記憶の彼とあまりにも乖離した態度だったからだ。
「……クラシェイド伯爵オケニール・クラシェイドの次女、セイラン・クラシェイドと申します」
「クラシェイドか」
あの小うるさい、と吐き捨てるように男は続けた。
彼はラウドニウド。
エルドガール王国の国王だ。
セイランは驚きのあまり言葉を失っていた。
彼女の知る国王は、このように荒々しい感情を表に出す人間ではなかったはずだ。
聡明で理知的。誰もが賢王だと讃える人だった。
「ウェンセム様のご婚約者です」
従者の一人がラウドニウドに耳打ちをする。
飛び抜けて背の高いこの男は、ロウザ・フェッセル。
彼は焦りを見せつつも、変わらず柔和な顔つきだ。
セイランは少しだけ心を落ち着かせる。
「ああ、ウェンセムの」
苛立ちに満ちていた顔はとたんに和らぎ、優しい微笑みへと変わる。
「ご機嫌よう。
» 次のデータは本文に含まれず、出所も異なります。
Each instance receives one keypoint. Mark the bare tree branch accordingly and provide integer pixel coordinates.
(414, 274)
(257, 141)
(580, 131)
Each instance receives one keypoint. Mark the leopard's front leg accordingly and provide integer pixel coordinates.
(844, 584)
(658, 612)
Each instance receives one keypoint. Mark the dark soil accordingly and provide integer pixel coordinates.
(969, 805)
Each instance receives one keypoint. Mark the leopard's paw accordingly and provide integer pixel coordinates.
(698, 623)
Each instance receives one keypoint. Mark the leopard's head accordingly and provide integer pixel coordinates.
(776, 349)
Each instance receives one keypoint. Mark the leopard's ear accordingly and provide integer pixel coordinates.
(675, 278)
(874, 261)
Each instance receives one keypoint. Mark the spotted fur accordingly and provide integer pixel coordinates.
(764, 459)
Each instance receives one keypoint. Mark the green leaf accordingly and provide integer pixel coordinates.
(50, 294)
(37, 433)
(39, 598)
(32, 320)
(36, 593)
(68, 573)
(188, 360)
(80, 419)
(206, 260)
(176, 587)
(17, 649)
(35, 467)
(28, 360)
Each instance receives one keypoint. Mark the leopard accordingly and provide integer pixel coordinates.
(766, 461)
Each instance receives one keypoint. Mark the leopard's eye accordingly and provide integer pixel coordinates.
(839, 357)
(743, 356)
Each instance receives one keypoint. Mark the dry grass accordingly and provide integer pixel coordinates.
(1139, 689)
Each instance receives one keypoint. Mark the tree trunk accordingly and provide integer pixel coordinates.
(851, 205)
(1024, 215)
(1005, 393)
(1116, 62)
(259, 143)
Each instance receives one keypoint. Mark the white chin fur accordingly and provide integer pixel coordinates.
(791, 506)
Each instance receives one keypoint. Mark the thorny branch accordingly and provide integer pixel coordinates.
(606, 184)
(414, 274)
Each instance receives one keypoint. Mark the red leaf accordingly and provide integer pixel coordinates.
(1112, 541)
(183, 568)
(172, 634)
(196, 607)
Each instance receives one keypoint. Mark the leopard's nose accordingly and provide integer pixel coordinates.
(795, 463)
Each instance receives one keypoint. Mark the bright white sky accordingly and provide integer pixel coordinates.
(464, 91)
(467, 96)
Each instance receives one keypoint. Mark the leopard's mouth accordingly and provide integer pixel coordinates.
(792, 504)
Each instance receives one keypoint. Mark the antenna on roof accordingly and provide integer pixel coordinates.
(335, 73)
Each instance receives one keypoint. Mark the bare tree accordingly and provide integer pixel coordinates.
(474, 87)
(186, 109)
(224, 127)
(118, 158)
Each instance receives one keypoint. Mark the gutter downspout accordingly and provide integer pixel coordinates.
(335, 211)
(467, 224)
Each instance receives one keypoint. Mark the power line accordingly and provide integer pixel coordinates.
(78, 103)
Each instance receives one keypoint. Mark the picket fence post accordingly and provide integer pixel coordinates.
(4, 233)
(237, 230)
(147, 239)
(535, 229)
ウェンセムは元気かね?」
「はい、変わりなく過ごしております」
「おや、素敵な声だ。ウェンセムも君のそういうところが気に入っているのかもしれないなぁ」
「そうだと良いのですが……」
照れが顔に出たため、セイランは少し俯いた。
そんな彼女を見るラウドニウドの目は、日差しのように温かなものだった。
「呼び止めて悪かった。フェッセル、送って差し上げろ」
「はい」
セイランが去り際の挨拶をする前に、ロウザは彼女を帰路に促した。
これ以上、ラウドニウドとの接触を避けるかのように。
「どうか、今日のことはお忘れください」
並んで歩くロウザは、困った顔でセイランに頼んだ。
その態度に、セイランは尋ねたい気持ちを飲み込んだ。
「ええ、私は何も見ませんでした」
その横顔は寂しい色を湛えている。
ラウドニウドと会話をしたのはこれが二度目だった。
一度目はセイランがまだ幼い頃、ケオニールを訪ねてクラシェイドの屋敷に彼が訪れた時のことだった。
"君がセイランだね"
"は、初めまして、ラウドニウド国王陛下"
国王を前にして顔を強張らせるセイランに、ラウドニウドは優しい眼差しを向けた。
それから少し会話をした。取り止めのない会話だ。
けれど低くその穏やかな声は心に染み渡り、セイランの記憶に深く刻まれた。
――あのお方を手本とさせていただいていましたのに。どうして。
どうしてあんなにも心が荒れていたのか。
あれはセイランが初めて見る彼の一面にすぎないのかもしれない。
けれど、まるで歯車が狂ったかのような、本来あるべき姿がねじ曲げられてしまったかのような、そんな印象を彼女は受けた。
「どうかお気になさらず」
暗くなったセイランに、ロウザは励ましの言葉を送った。
「我々にお任せください」
彼に言えるのはきっとそこまで。それ以上はもう口にできない。
「フェッセルさん……」
セイランは足を止め、ロウザを見上げた。
「少しお話できませんか?」
それは、何気ない思いつきだった。
昔のことを思い出し、暖かい気持ちに包まれたかっただけの、ほんの気まぐれだった。